Photo: Linnea van Lokhorst

This thesis focuses on three recently described childhood-onset gastrointestinal disorders: liver transplantation-associated food allergy (LTFA), collagenous gastritis (CG) and eosinophilic esophagitis (EoE). Its aim was to gain additional understanding of both the clinical disease characteristics and the associated immunological aberrations in these conditions.

Study I investigated the frequencies of allergy, allergic sensitization as well as autoimmune disease and autoantibodies in a cross-sectional cohort of pediatric liver transplant recipients. The co-occurrence of food allergy and autoantibodies was found to be increased, indicating an underlying immune dysregulation that impairs immune tolerance to both food allergens and autoantigens in the affected individuals.

Relationship between current food allergy and positive autoantibody screen in the cohort of 43 children who had received liver t
Figure above from study I: Relationship between current food allergy and positive autoantibody screen in the cohort of 43 children who had received liver transplants. The areas are proportional to the numbers of cases.

Study II analyzed serum cytokine concentrations and circulating lymphocyte subsets of the same patients who were included in Study I. Signs of ongoing immune activation were found to be prevalent despite clinically stable graft function. Additionally, the excessive underlying immune activation appeared to be associated with an increased susceptibility to develop LTFA.
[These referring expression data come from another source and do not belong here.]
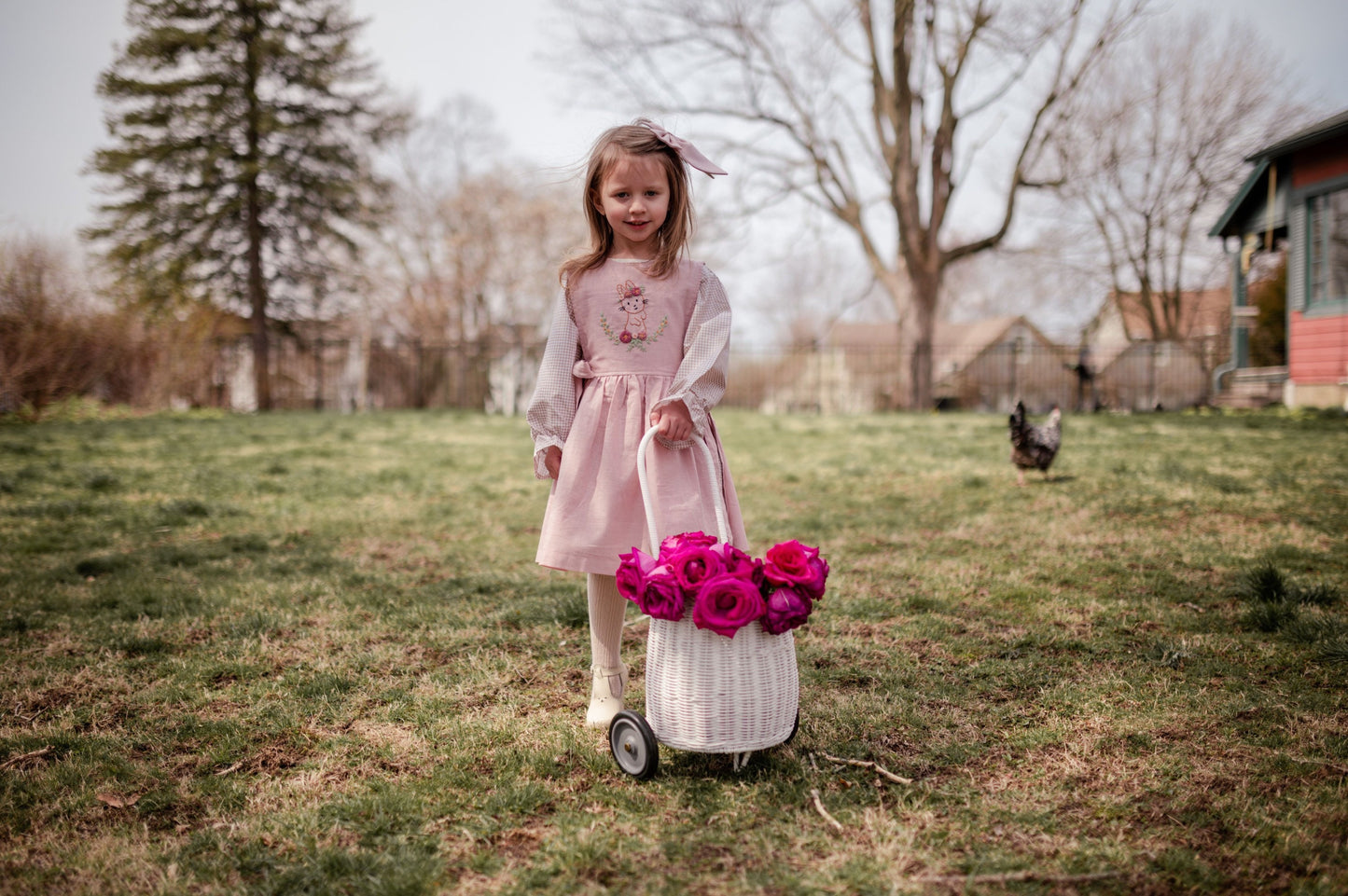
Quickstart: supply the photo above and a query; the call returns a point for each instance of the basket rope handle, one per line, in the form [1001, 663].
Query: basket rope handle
[723, 527]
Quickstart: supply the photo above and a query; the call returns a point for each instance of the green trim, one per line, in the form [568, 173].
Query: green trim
[1309, 306]
[1327, 309]
[1233, 208]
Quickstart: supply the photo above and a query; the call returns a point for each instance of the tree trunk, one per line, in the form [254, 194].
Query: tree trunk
[926, 290]
[257, 284]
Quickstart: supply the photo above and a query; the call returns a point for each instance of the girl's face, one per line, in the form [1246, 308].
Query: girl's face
[633, 196]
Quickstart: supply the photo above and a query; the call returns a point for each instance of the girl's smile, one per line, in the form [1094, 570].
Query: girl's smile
[633, 199]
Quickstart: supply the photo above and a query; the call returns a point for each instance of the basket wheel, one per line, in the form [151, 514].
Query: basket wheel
[633, 745]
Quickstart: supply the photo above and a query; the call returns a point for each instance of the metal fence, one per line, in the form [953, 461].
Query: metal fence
[497, 376]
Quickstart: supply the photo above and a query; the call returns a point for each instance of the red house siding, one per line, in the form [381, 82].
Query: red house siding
[1320, 350]
[1320, 163]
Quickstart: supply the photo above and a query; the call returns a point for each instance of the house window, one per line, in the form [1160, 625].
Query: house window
[1327, 250]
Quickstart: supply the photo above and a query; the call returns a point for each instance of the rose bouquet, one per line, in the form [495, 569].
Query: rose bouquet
[727, 587]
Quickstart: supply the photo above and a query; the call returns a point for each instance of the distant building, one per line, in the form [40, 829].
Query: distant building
[983, 365]
[1138, 357]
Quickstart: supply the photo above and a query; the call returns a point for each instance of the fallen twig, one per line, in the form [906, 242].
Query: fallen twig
[1318, 762]
[1012, 877]
[24, 757]
[818, 807]
[862, 763]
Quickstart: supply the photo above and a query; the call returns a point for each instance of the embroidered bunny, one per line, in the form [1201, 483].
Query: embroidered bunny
[632, 300]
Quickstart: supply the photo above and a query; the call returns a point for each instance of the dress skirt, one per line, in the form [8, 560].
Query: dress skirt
[594, 508]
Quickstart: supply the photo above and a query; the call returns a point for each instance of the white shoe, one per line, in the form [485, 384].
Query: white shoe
[605, 696]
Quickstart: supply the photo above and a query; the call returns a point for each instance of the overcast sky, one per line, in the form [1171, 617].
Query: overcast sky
[53, 50]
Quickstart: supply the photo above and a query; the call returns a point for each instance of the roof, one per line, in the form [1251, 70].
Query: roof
[1318, 132]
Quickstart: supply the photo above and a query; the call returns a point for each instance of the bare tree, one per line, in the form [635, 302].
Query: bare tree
[1157, 141]
[469, 257]
[876, 114]
[476, 240]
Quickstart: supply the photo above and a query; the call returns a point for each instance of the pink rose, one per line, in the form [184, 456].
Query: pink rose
[741, 565]
[787, 608]
[727, 604]
[794, 563]
[694, 565]
[632, 571]
[662, 597]
[675, 544]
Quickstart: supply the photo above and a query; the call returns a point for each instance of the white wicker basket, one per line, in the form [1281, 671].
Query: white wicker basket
[708, 693]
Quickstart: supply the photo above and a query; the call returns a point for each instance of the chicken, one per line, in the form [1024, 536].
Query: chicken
[1035, 447]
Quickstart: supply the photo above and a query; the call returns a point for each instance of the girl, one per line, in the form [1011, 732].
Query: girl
[639, 338]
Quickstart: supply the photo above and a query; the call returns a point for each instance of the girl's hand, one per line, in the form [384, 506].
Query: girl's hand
[673, 420]
[553, 460]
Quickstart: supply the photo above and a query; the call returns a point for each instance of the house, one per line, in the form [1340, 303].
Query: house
[1296, 196]
[1153, 353]
[980, 365]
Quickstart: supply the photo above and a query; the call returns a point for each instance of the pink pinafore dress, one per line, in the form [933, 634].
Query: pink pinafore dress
[632, 336]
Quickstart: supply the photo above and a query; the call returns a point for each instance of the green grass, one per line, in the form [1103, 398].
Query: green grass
[303, 654]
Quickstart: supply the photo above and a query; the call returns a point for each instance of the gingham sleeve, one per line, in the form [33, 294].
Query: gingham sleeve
[700, 381]
[553, 407]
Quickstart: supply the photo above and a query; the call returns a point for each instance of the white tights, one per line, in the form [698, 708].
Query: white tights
[605, 609]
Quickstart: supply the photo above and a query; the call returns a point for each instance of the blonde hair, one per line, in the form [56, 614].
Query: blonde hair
[672, 239]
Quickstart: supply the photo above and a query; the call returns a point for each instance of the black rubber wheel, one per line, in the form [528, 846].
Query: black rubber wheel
[633, 745]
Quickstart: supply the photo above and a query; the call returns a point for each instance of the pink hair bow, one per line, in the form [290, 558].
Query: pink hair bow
[687, 151]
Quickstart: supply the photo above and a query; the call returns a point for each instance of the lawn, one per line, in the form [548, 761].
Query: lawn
[312, 654]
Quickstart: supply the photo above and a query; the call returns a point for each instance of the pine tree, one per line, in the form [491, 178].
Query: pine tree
[240, 162]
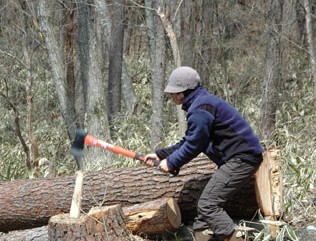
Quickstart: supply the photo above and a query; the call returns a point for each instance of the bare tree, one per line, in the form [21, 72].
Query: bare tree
[157, 48]
[127, 88]
[272, 71]
[92, 85]
[56, 61]
[311, 44]
[164, 17]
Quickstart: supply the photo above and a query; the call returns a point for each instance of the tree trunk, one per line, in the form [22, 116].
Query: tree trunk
[31, 203]
[100, 224]
[159, 216]
[128, 92]
[157, 48]
[177, 59]
[115, 60]
[311, 44]
[35, 234]
[272, 75]
[56, 62]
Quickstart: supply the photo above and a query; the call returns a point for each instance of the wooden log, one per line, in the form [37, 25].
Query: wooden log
[269, 184]
[100, 224]
[76, 197]
[30, 203]
[160, 216]
[35, 234]
[268, 188]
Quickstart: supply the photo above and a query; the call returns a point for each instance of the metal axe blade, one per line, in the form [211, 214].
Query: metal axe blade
[78, 143]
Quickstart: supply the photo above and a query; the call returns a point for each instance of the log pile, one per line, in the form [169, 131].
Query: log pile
[30, 203]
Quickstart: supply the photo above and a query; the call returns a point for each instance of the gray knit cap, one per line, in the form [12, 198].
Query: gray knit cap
[181, 79]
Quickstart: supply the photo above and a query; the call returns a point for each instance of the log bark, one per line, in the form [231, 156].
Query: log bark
[30, 203]
[160, 216]
[100, 224]
[35, 234]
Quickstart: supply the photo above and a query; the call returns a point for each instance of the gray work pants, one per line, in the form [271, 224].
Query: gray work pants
[225, 182]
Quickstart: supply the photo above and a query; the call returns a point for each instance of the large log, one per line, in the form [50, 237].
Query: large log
[159, 216]
[30, 203]
[100, 224]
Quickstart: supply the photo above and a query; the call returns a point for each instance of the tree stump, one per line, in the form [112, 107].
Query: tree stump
[101, 224]
[268, 188]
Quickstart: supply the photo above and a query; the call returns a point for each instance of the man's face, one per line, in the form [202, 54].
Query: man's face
[177, 98]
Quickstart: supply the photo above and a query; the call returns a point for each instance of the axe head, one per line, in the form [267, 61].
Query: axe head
[78, 143]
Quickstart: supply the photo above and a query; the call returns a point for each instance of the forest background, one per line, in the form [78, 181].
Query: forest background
[101, 65]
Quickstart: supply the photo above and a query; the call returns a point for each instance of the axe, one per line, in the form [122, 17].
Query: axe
[82, 139]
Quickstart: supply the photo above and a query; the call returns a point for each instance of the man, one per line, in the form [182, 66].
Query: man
[217, 129]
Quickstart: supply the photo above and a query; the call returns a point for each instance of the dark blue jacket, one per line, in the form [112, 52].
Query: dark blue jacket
[215, 128]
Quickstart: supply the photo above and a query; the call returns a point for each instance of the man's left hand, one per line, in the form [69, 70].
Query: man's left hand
[163, 166]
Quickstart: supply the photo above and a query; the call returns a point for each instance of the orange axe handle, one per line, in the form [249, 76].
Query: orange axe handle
[93, 141]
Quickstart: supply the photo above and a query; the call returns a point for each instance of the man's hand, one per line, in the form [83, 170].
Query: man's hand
[149, 159]
[163, 166]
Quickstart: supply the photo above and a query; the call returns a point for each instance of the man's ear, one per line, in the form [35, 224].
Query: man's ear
[180, 96]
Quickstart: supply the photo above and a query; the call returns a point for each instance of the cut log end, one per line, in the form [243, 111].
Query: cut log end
[102, 223]
[173, 213]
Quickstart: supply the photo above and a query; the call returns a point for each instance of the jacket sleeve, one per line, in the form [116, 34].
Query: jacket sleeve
[163, 153]
[196, 140]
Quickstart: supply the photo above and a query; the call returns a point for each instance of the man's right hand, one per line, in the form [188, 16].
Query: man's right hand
[149, 159]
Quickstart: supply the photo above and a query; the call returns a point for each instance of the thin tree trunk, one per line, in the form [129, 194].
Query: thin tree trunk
[311, 44]
[128, 93]
[56, 62]
[68, 35]
[29, 91]
[115, 60]
[177, 59]
[157, 47]
[272, 74]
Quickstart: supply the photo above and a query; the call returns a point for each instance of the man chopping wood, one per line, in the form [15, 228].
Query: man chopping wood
[217, 129]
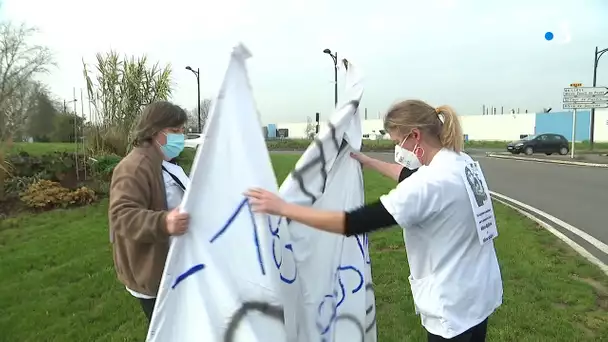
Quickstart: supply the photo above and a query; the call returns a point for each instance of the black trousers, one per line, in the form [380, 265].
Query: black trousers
[475, 334]
[147, 306]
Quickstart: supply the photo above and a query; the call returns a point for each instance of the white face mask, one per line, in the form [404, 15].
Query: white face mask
[406, 158]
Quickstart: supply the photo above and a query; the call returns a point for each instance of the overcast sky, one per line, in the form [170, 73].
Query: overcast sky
[465, 53]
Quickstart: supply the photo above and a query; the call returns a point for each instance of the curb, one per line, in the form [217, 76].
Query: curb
[551, 161]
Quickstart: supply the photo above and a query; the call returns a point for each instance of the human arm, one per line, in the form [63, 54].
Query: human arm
[362, 220]
[129, 213]
[390, 170]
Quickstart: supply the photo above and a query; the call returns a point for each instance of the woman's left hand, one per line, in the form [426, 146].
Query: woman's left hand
[263, 201]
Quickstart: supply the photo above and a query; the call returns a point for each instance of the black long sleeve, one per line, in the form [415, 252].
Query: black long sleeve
[373, 216]
[367, 219]
[405, 172]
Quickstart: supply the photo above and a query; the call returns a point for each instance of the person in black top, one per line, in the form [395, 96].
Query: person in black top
[433, 207]
[374, 215]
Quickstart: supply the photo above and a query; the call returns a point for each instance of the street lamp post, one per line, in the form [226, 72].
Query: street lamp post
[598, 55]
[334, 57]
[198, 84]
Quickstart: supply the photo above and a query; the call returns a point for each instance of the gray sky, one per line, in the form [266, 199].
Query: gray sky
[465, 53]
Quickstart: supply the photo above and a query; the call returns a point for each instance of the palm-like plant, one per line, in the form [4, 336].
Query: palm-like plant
[122, 88]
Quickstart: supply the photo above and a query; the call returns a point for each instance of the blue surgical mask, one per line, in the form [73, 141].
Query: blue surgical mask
[174, 146]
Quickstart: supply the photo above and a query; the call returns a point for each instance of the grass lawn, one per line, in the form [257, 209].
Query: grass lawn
[44, 148]
[59, 283]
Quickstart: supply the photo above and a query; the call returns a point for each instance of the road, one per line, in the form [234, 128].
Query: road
[577, 195]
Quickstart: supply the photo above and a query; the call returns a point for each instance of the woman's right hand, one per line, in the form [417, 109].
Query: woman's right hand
[361, 158]
[177, 222]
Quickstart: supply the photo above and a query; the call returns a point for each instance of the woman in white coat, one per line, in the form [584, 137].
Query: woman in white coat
[455, 277]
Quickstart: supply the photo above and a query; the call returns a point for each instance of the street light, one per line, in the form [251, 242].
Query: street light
[198, 84]
[334, 57]
[598, 55]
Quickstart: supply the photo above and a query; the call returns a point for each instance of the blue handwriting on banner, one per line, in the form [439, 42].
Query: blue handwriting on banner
[256, 240]
[363, 242]
[337, 298]
[279, 262]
Study III investigated the clinical disease course in childhood-onset CG. Further, CG was found to be associated with autoimmune predisposition and serum calprotectin and amyloid A was proposed as novel candidate biomarkers for monitoring the disease activity in CG.

Study IV involved analysis of blood eosinophil phenotype in children with active EoE. We found that these patients had a distinct molecular pattern of blood eosinophils compared with both healthy children and adults with active EoE.

The results of this thesis contribute to the improved clinical follow-up of the patients with the studied conditions. They also provide new insights into the associated immune deviations, which may facilitate the development of the future diagnostic and treatment options for these disorders.